Алексей Ивин "Продевание" рассказ

Алексей Ивин

ПРОДЕВАНИЕ

рассказ

Раскумандрин человек настойчивый, если в чем-то заинтересован. Подытоживая, скоренько подбивая результаты своей среднестатистической жизни на временном досуге, он обнаружил, что об одном из полугодовых отрезков биографии не в силах ничего вспомнить. Нет, он помнил, где жил и с кем, но вот что делал - убей не помнит. Этого не могло быть уже по той причине, что Раскумандрин считал себя человеком сознательным, разумным, вменяемым, следовательно, столь длительного выпадения восприимчивости не могло случиться. И тем не менее...

Это его заинтересовало как факт. Это не было белым пятном, как говорят про географическую карту, когда на ней не нанесен участок суши или акватории, потому что их никто не следовал. Это было скорее серое пятно, как вот, например, спускаешься в лощину или в долину ручья сентябрьским ранним утром, когда похолодало до пяти-семи градусов, хотя днем было еще за двадцать, - спускаешься и окунаешься в туман настолько плотный, что и придорожные приметы исчезают; общее направление вроде бы помнишь, а все равно сомневаешься, все равно страх и беспокойство не покидают душу. Ему тогда было уже около тридцати лет, а вот поди ж ты: полгода как корова языком слизнула - ни признаков, ни воспоминаний, ни самого чувства времени (полгода - это ведь сто восемьдесят дней, это длительность, это протяжение, это - хочешь не хочешь - впечатления в рецепторах). Как человек бесстрашный, он и теперь. Обнаружив этот провал, и тогда, проживая в нем, не слишком паниковал, как в детстве не паниковал, ранним утром погружаясь с головой и с ручками в туман, из которого для постороннего наблюдателя доносилось только мокрое позвякиванье бидона, взятого под рыбу, да кисейное шевеленье тумана в том месте, где мотался кончик удочки. Он даже любил приятное щекотанье нервов, когда выпадали такие вот неожиданности, но чем, каким стрессом, какими мокредью и туманом был вызван этот жизненный серый провал?

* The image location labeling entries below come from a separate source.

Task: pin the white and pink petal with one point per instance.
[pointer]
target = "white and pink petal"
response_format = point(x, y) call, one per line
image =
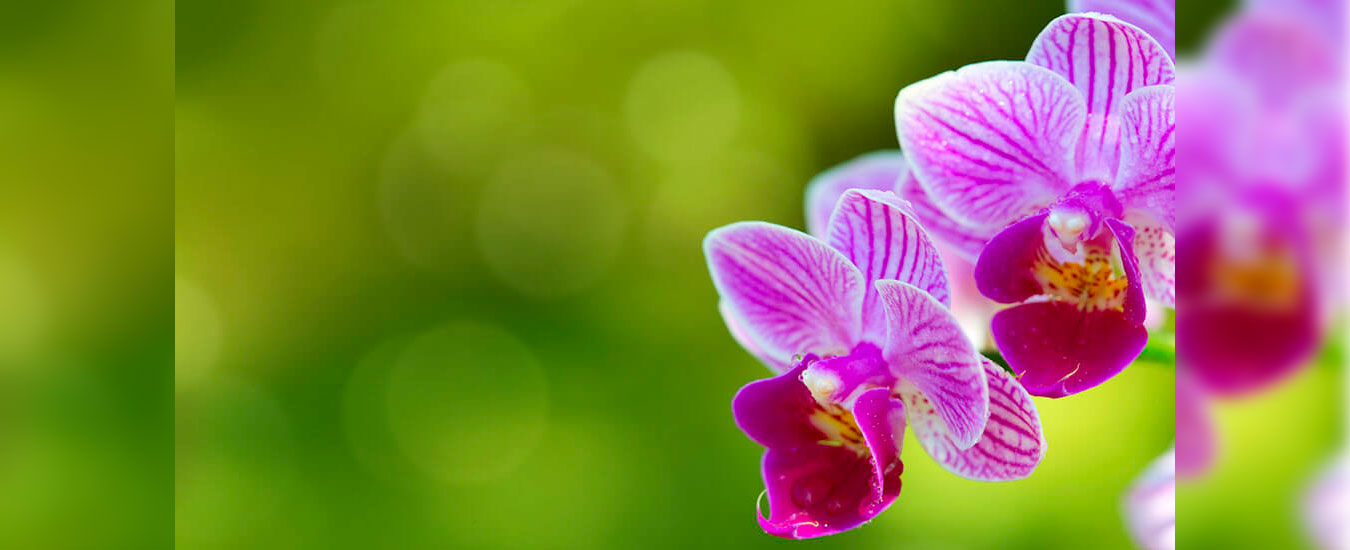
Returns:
point(790, 292)
point(874, 231)
point(1146, 179)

Он тогда только что отпраздновал свадьбу. Потом, кажется, жена родила, и он ее, только что родившую, поволок в Москву - специально ради этого снял квартиру. Он еще учился, но считал, что раз женат, надо жить вместе. А ребенка, маленького, может быть, недавно отнятого от груди, они преступно оставили у тещи. Может, ему еще требовалось грудное молоко, может, молочные смеси и на молоке сваренная манная каша. Так было или не так? Втроем они жили там в меблированной квартире или вдвоем? Учился он или уже работал?

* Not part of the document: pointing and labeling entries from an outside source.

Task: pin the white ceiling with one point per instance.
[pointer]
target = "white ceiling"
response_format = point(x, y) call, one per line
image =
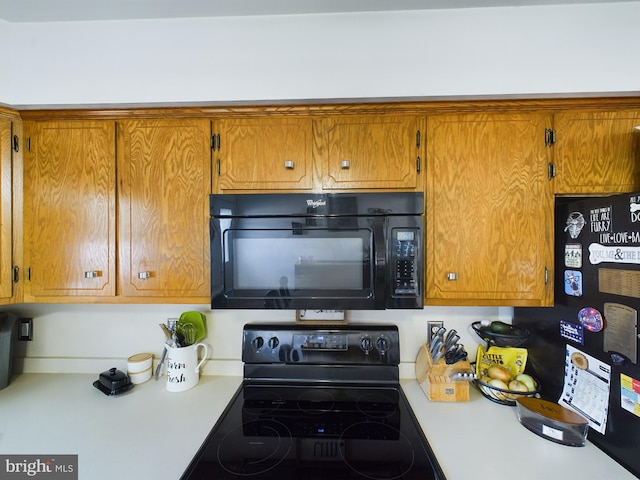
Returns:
point(19, 11)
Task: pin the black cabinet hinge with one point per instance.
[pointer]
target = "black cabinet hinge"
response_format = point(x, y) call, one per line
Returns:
point(549, 137)
point(215, 142)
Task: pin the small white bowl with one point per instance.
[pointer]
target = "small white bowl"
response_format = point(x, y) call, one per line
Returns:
point(139, 367)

Подробностей Раскумандрин не помнил.

Это ему резко не понравилось - что шесть месяцев не было подробностей, а ведь это, считай, медовое время: ведь, наверно, миловался всякий день с молодой женой - должно бы запомниться. А вот поди ж ты - ни единого вообще впечатления, ни отрадного, ни тяжелого.

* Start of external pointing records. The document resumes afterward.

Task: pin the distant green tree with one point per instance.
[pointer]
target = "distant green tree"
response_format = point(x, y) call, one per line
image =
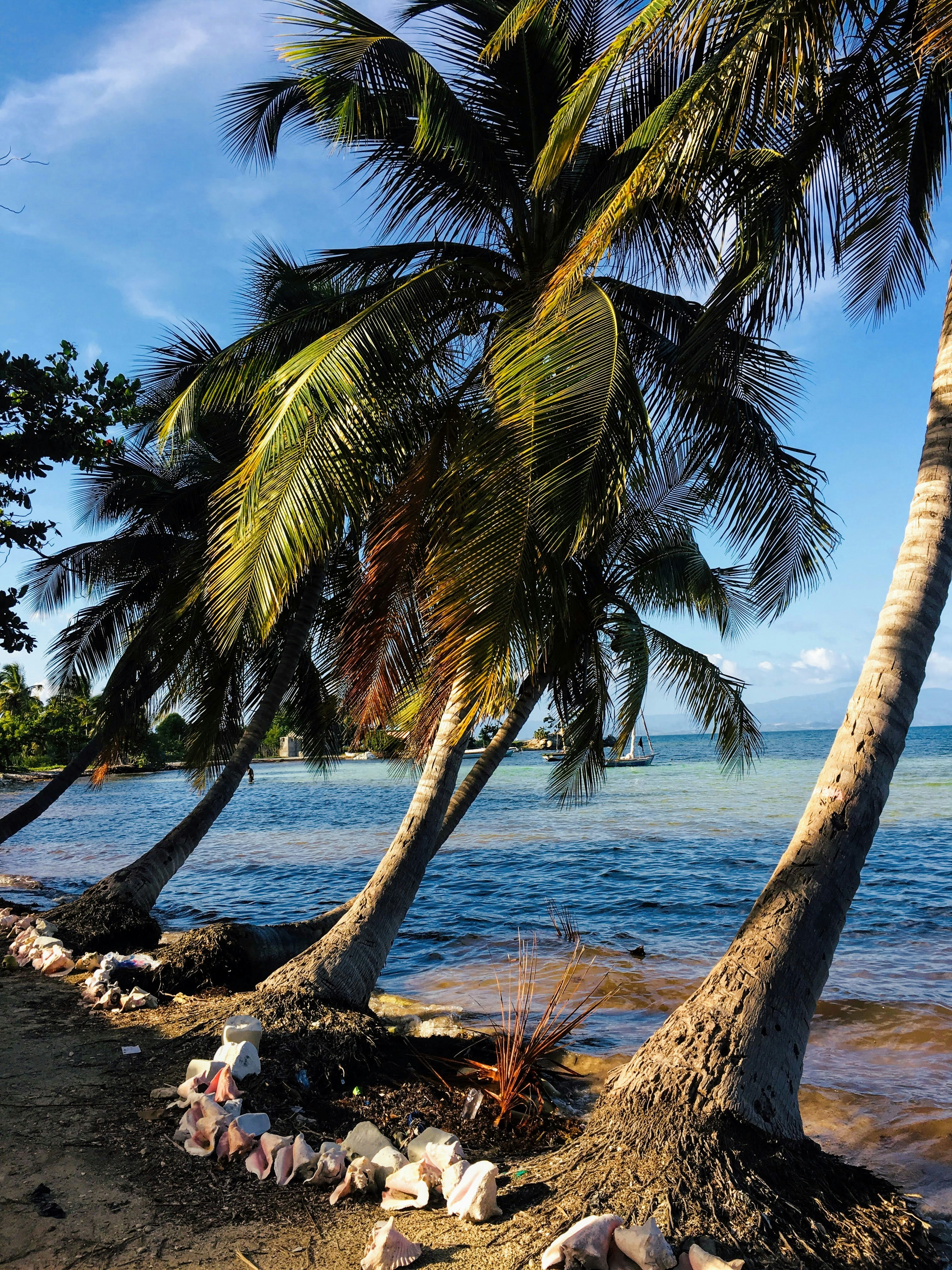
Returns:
point(172, 733)
point(49, 415)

Сей факт требовал расследования и выводов. Или он, может, утратил память и проживал без нее? Но ведь его не госпитализировали, он, кажется, был комсоргом курса или, если это происходило позже и выпускные экзамены были позади, уже подвизался в Краснопресненском райкоме ВЛКСМ завотделом по работе с творческой молодежью. Было это или не было? Было! А раз было, раз у него имелись даже значительные общественные нагрузки, он должен был хоть что-то вспомнить и из домашней жизни. Нет: из домашней - совершенно ничего, а из райкомовской - поручительства, звонки, вежливые и долгие разговоры с чиновниками. И постоянная озабоченность - где урвать денег.

Тут что-то не тое, как говорят дети, какая-то загвоздка. Может показаться, что как только он женился, так напрочь поглупел, как только нашел пару, так перестал воспринимать действительность, как только стал вдвоем, так утратил и себя. Зато вроде сделал быструю карьеру, - так или не так? Так! То есть, что же выходит: без мозгов-то как раз успешнее всего и продвигаешься по служебной лестнице? Попав напостоянно в кровать, сразу и за хороший стол садишься - с телефоном, с рубленым бифштексом, с коллегами по работе? Попав в семейную ячейку, сразу и в общественную попадаешь?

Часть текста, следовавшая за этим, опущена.